Putting firmer numbers on the problem is the goal of a study led by the Environmental Defense Fund (EDF) in New York City. It should have figures for production wells by the end of March, and for the entire distribution system by January 2014.

With better numbers in hand, the government could demand the leaks are plugged. “It is quite possible to produce natural gas with minimal ‘fugitive’ emissions,” says Mark Brownstein of the EDF. “It may just be a question of operational and maintenance practice.”

So this piece hits on two of my favorite topics..

1) if EPA and NOAA came up with different numbers, shouldn’t there be a joint story for why the numbers are different?
2) If this question is really important to the US fighting climate change, why isn’t someone besides EDF funding it? (Do we think they are objective?)

Which reminds me of this article in the Denver Post “Hickenlooper argues in D.C. for state regulation of fracking.”

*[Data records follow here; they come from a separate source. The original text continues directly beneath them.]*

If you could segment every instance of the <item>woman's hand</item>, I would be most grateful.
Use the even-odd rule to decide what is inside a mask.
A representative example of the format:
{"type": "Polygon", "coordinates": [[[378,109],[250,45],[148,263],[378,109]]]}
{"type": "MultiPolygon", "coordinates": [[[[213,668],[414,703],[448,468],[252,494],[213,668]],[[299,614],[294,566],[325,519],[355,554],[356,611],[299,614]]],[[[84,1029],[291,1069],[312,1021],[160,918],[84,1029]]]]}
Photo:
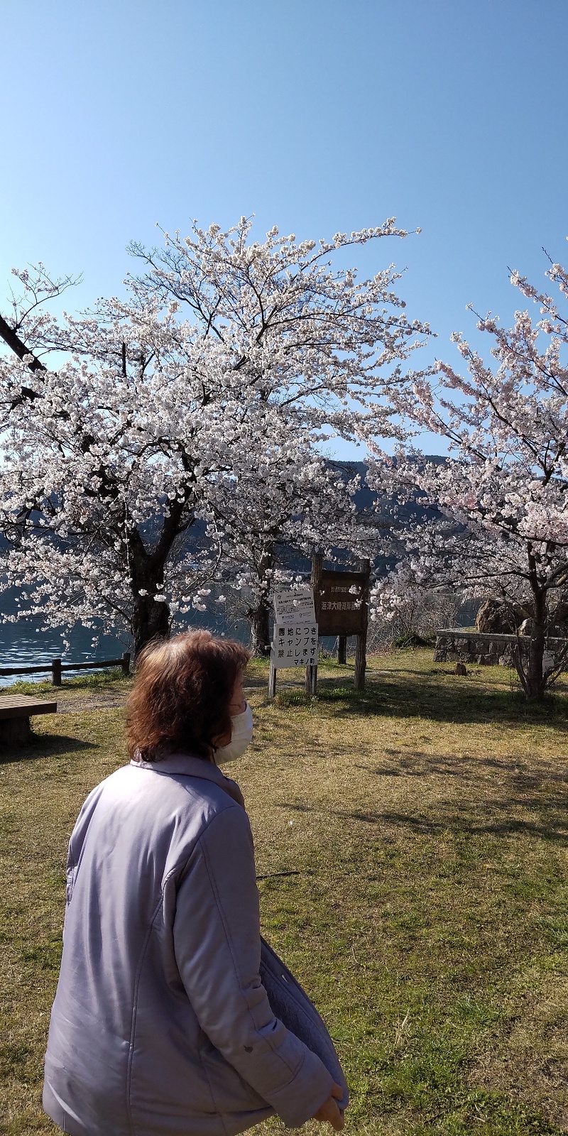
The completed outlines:
{"type": "Polygon", "coordinates": [[[319,1120],[320,1124],[327,1121],[336,1133],[340,1133],[345,1124],[345,1117],[337,1105],[337,1101],[341,1101],[342,1096],[343,1089],[340,1085],[334,1085],[327,1101],[324,1101],[321,1108],[312,1117],[312,1120],[319,1120]]]}

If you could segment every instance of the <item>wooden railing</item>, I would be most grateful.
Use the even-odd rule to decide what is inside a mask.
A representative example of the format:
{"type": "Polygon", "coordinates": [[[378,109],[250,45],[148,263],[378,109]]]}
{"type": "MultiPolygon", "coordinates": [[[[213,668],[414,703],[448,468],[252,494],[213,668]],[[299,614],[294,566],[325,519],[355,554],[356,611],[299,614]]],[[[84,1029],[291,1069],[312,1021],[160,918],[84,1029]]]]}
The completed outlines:
{"type": "Polygon", "coordinates": [[[0,667],[2,675],[40,675],[47,670],[51,671],[53,686],[61,685],[61,673],[64,670],[103,670],[106,667],[122,667],[123,675],[131,673],[131,653],[125,651],[119,659],[100,659],[98,662],[61,662],[60,659],[51,659],[50,662],[34,663],[33,667],[0,667]]]}

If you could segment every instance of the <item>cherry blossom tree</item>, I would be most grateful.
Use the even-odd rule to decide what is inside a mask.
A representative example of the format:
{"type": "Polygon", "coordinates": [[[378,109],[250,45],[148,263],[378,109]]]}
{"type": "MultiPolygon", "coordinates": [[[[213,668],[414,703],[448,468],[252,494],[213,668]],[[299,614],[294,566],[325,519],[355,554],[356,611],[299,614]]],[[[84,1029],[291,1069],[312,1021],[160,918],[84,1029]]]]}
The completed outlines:
{"type": "MultiPolygon", "coordinates": [[[[329,543],[343,506],[315,476],[316,448],[369,428],[368,400],[400,382],[428,331],[407,319],[392,266],[358,283],[332,261],[407,234],[389,220],[317,245],[277,229],[258,243],[250,227],[194,225],[184,240],[165,234],[161,251],[135,245],[144,269],[126,298],[61,320],[45,302],[70,282],[42,266],[16,274],[23,294],[0,317],[11,352],[0,358],[0,528],[6,584],[43,626],[101,621],[137,651],[202,608],[207,580],[239,556],[264,618],[276,529],[309,517],[314,542],[329,543]],[[209,536],[199,553],[195,518],[209,536]]],[[[392,433],[387,409],[375,406],[374,428],[392,433]]]]}
{"type": "Polygon", "coordinates": [[[542,698],[566,658],[562,651],[552,670],[543,667],[568,593],[568,325],[559,307],[568,274],[552,265],[546,275],[558,300],[511,275],[538,306],[536,323],[528,311],[517,311],[508,331],[491,315],[478,319],[496,367],[456,334],[468,376],[440,364],[437,386],[421,378],[401,391],[399,411],[446,438],[448,460],[410,448],[390,460],[376,450],[371,471],[376,488],[420,507],[402,533],[404,557],[376,587],[375,613],[392,616],[409,594],[432,587],[500,596],[513,626],[529,620],[528,651],[518,638],[515,652],[529,699],[542,698]]]}

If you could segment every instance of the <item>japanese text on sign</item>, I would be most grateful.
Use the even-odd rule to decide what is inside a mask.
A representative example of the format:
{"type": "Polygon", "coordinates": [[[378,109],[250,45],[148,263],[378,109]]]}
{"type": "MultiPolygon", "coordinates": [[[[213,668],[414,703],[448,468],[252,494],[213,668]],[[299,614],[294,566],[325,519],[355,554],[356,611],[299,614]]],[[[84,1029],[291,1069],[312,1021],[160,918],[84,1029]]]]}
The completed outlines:
{"type": "Polygon", "coordinates": [[[291,624],[315,624],[314,588],[310,584],[300,584],[285,592],[276,592],[274,596],[276,623],[290,619],[291,624]]]}
{"type": "Polygon", "coordinates": [[[278,670],[283,667],[317,666],[318,625],[315,623],[277,623],[270,662],[278,670]]]}

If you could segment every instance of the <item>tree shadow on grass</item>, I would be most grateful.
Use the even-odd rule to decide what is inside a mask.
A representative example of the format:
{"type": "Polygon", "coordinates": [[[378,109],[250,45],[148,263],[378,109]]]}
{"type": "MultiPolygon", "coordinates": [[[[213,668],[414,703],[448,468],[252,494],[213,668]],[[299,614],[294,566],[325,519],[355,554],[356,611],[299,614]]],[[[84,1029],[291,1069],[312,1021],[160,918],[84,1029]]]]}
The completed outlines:
{"type": "Polygon", "coordinates": [[[278,802],[276,808],[286,809],[293,812],[319,812],[328,817],[339,817],[341,820],[351,820],[359,824],[373,825],[378,829],[406,830],[415,836],[533,836],[538,840],[553,841],[562,846],[568,846],[568,819],[566,812],[558,815],[548,813],[546,818],[541,817],[541,821],[523,820],[518,817],[508,816],[511,807],[523,805],[523,808],[537,811],[542,810],[543,802],[535,800],[503,801],[494,802],[491,815],[486,820],[479,821],[473,815],[463,810],[462,815],[449,816],[412,816],[409,812],[394,812],[392,810],[381,812],[359,809],[325,809],[318,805],[296,804],[290,801],[278,802]]]}
{"type": "Polygon", "coordinates": [[[83,742],[77,737],[60,734],[33,734],[26,745],[18,749],[9,745],[0,746],[0,765],[12,765],[17,761],[39,761],[41,758],[64,757],[77,753],[80,750],[97,750],[95,742],[83,742]]]}
{"type": "MultiPolygon", "coordinates": [[[[286,691],[277,699],[285,705],[309,704],[302,691],[286,691]]],[[[389,716],[421,717],[431,721],[515,722],[526,725],[554,724],[568,733],[568,696],[556,695],[542,703],[528,703],[520,693],[507,690],[479,688],[459,678],[456,685],[437,680],[437,673],[389,671],[367,683],[365,691],[346,686],[344,679],[325,678],[318,683],[315,698],[321,709],[333,708],[336,718],[389,716]]]]}

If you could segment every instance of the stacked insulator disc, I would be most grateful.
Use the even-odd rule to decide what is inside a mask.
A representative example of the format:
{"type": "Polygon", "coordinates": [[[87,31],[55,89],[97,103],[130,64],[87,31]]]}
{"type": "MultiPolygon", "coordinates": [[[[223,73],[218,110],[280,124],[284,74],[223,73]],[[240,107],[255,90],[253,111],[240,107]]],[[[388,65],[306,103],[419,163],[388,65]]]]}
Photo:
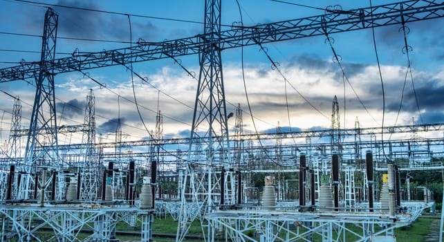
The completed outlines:
{"type": "Polygon", "coordinates": [[[153,194],[151,187],[151,178],[143,178],[143,185],[140,191],[140,204],[139,207],[142,210],[153,208],[153,194]]]}
{"type": "Polygon", "coordinates": [[[319,203],[321,211],[331,211],[333,209],[333,189],[329,185],[322,185],[319,189],[319,203]]]}

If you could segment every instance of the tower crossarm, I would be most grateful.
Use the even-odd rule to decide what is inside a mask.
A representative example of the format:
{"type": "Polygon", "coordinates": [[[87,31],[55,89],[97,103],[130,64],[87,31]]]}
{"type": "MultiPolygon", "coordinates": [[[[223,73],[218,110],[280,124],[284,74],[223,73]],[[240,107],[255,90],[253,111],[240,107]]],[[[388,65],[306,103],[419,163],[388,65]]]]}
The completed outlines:
{"type": "MultiPolygon", "coordinates": [[[[208,42],[210,39],[217,42],[212,44],[225,50],[441,18],[444,17],[444,3],[438,1],[411,0],[372,8],[327,12],[322,15],[254,26],[233,25],[230,29],[221,30],[217,38],[210,38],[214,33],[209,32],[161,42],[139,41],[138,45],[128,48],[85,55],[73,53],[72,57],[46,63],[46,66],[53,72],[51,74],[56,75],[198,54],[212,44],[208,42]]],[[[0,69],[0,83],[34,78],[38,75],[41,64],[39,62],[24,62],[19,66],[0,69]]]]}

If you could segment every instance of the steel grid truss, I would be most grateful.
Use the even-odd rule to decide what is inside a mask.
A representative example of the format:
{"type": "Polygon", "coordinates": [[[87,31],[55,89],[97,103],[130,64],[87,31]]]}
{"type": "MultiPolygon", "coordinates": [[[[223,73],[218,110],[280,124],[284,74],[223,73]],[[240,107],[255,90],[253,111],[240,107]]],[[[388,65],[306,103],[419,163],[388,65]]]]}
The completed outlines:
{"type": "Polygon", "coordinates": [[[411,214],[390,217],[384,213],[268,210],[219,211],[207,216],[212,238],[231,241],[369,241],[393,236],[395,227],[416,218],[411,214]]]}
{"type": "Polygon", "coordinates": [[[115,239],[117,223],[127,221],[138,211],[127,207],[1,206],[1,238],[19,241],[109,241],[115,239]]]}

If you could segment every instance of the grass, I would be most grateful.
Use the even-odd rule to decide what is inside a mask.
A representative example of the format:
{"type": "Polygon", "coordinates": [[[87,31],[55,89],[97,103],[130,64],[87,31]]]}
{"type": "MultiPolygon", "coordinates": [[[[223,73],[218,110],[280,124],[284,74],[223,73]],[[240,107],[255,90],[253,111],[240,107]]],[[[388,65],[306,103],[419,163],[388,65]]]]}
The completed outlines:
{"type": "Polygon", "coordinates": [[[409,226],[395,229],[396,240],[398,241],[420,242],[423,237],[427,234],[429,225],[434,219],[428,218],[419,218],[409,226]]]}

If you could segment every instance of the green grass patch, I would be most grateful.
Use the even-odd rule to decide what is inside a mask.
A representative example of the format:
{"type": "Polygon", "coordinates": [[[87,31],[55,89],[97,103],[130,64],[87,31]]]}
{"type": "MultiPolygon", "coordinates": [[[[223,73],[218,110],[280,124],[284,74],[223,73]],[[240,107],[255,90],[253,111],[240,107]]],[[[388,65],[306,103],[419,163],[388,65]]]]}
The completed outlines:
{"type": "Polygon", "coordinates": [[[421,242],[424,236],[430,230],[430,223],[436,218],[419,218],[409,226],[395,229],[396,240],[398,241],[421,242]]]}

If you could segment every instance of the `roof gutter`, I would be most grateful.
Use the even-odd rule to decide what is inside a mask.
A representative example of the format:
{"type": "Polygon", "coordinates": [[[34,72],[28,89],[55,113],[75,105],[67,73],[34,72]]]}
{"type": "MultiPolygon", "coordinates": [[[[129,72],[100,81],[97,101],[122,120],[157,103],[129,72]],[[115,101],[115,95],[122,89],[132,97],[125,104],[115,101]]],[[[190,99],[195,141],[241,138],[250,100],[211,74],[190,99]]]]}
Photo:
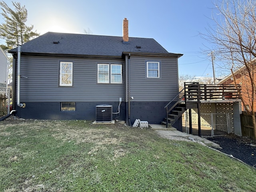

Hickenlooper, a former geologist, talked about “fugitive methane” — poisonous gas escaping during gas production. He said Colorado officials are working with Colorado State University on a study to measure air quality in different seasons in oil-producing parts of the state to “understand the consequences.”

Doesn’t it seem like if natural gas is going to dig us out of our climate change hole in the short term, we would spend more federal bucks on ensuring it’s safe.. say compared to “basic science.” If we need to understand something vitally important to our energy future and to human health and the nevironment, hodgepodgery is not a good enough strategy. In my opinion.

1 thought on “Let’s Get the Public in the Science Priority Pipeline”

  1. It was widely reported in early this month that a report, written by Bloomberg New Energy Finance for the Business Council for Sustainable Energy (www.bcse.org/), shows that 2012 US carbon-dioxide emissions were at their lowest levels since 1994. Carbon emissions peaked in 2007 and have fallen by 13 percent since then.